Upton Sinclair: The Profits of Religion

Book Three - The Church of the Servant-Girls

The Holy Roman Empire

The system thus self-revealed you admit is appalling in its squalor; but you say that at least it is milder and less perilous than the Church which burned Giordano Bruno and John Huss. But the very essence of the Catholic Church is that it does not change; semper eadem is its motto: the same yesterday, today and forever - the same in Washington as in Rome or Madrid - the same in a modern democracy as in the Middle Ages. The Catholic Church is not primarily a religious organization; it is a political organization, and proclaims the fact, and defies those who would shut it up in the religious field. The Rev. S.B. Smith, a Catholic doctor of divinity, explains in his "Elements of Ecclesiastical Law":

Protestants contend that the entire power of the Church consists in the right to teach and exhort, but not in the right to command, rule, or govern; whence they infer that she is not a perfect society or sovereign state. This theory is false; for the Church, as was seen, is vested Jure divino with power, (1) to make laws; (2) to define and apply them (potestas judicialis); (3) to punish those who violate her laws (potestas coercitiva).

And this is not one scholar's theory, but the formal and repeated proclamation of infallible Popes. Here is the "Syllabus of Errors," issued by Pope Pius IX, Dec. 8th, 1864, declaring in substance that

The state has not the right to leave every man free to profess and embrace whatever religion he shall deem true.

It has not the right to enact that the ecclesiastical power shall require the permission, of the civil power in order to the exercise of its authority.

Then in the same Syllabus the rights and powers of the Church are affirmed in substance:

She has the right to require the state not to leave every man free to profess his own religion.

She has the right to exercise her power without the permission or consent of the state.

She has the right of perpetuating the union of church and state.

She has the right to require that the Catholic religion shall be the only religion of the state, to the exclusion of all others.

She has the right to prevent the state from granting the public exercise of their own worship to persons immigrating from it.

She has the power of requiring the state not to permit free expression of opinion.

You see, the Holy Office is unrepentant and unchastened. You who think that liberty of conscience is the basis of civilization, ought at least to know what the Catholic Church has to say about the matter. Here is Mgr. Segur, in his "Plain Talk About Protestantism of Today," a book published in Boston and extensively circulated by American Catholics:

Freedom of thought is the soul of Protestantism; it is likewise the soul of modern rationalism and philosophy. It is one of those impossibilities which only the levity of a superficial reason can regard as admissible. But a sound mind that does not feed on empty words, looks upon this freedom of thought only as simply absurd, and, what is more, as sinful.

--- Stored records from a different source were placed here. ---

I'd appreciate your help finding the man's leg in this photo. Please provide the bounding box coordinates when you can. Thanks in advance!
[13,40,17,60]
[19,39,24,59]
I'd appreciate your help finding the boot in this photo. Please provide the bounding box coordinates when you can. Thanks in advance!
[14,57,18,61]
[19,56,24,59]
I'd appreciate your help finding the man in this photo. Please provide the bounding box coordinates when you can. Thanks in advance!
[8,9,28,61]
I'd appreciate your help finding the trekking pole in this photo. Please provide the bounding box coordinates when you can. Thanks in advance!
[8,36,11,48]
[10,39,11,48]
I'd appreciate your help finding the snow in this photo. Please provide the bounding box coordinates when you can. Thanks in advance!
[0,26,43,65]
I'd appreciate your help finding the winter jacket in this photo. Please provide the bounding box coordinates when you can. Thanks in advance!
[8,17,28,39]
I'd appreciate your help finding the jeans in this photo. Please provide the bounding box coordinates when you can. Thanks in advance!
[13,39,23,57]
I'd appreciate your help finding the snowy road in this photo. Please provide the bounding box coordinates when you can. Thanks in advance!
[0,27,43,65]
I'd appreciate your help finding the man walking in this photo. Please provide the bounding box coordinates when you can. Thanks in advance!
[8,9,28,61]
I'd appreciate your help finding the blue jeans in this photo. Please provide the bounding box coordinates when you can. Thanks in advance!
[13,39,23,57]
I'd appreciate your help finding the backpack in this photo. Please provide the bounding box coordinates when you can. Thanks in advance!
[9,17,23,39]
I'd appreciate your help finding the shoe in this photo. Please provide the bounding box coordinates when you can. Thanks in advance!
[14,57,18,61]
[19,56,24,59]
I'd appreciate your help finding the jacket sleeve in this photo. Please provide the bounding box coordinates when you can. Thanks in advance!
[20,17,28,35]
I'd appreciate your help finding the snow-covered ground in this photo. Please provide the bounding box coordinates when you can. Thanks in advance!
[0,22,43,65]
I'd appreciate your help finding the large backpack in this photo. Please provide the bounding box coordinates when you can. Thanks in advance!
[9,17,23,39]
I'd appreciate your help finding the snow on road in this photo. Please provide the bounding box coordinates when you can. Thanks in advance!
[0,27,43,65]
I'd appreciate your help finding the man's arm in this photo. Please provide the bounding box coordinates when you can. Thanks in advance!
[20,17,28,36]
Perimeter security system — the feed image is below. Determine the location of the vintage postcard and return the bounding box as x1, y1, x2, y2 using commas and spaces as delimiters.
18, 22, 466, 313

You take the liberty of thinking, nevertheless; you feel safe because the Law will protect you. But do you imagine that this "Law" applies to your Catholic neighbors? Do you imagine that they are bound by the restraints that bind yon? Here is Pope Leo XIII, in his Encyclical of 1890 - and please remember that Leo XIII was the 'beau ideal' of our capitalist statesmen and editors, as wise and kind and gentle-souled a Pope as ever roasted a heretic. He says:

If the laws of the state are openly at variance with the laws of God - if they inflict injury upon the Church - or set at naught the authority of Jesus Christ which is vested in the Supreme Pontiff, then indeed it becomes a duty to resist them, a sin to render obedience.

And consider how many fields there are in which the laws of a democratic state do and forever must contravene the "laws of God" as interpreted by the Catholic Church. Consider for example, that the Pope, in his decree 'Ne Temere,' has declared that Catholics who are married by civil authorities or by Protestant clergymen will be living in "filthy concubinage"! Consider, in the same way, the problems of education, burial, prison discipline, blasphemy, poor relief, incorporation, mortmain, religious endowments, vows of celibacy. To the above list, as given by Gladstone, one might add many issues, such as birth control, which have arisen since his time.

What the Church means is to rule. Her literature is full of expressions of that intention, set forth in the boldest and haughtiest and most uncompromising manner. For example, Cardinal Manning, in the Pro-Cathedral at Kensington, speaking in the name of the Pope:

I acknowledge on civil power; I am the subject of no prince; I claim more than this - I claim to be the supreme judge and director of the consciences of men - of the peasant that tills the field, and of the prince that sits upon the throne; of the household of privacy, and the legislator that makes laws for kingdoms; I am the sole, last supreme judge of what is right and wrong.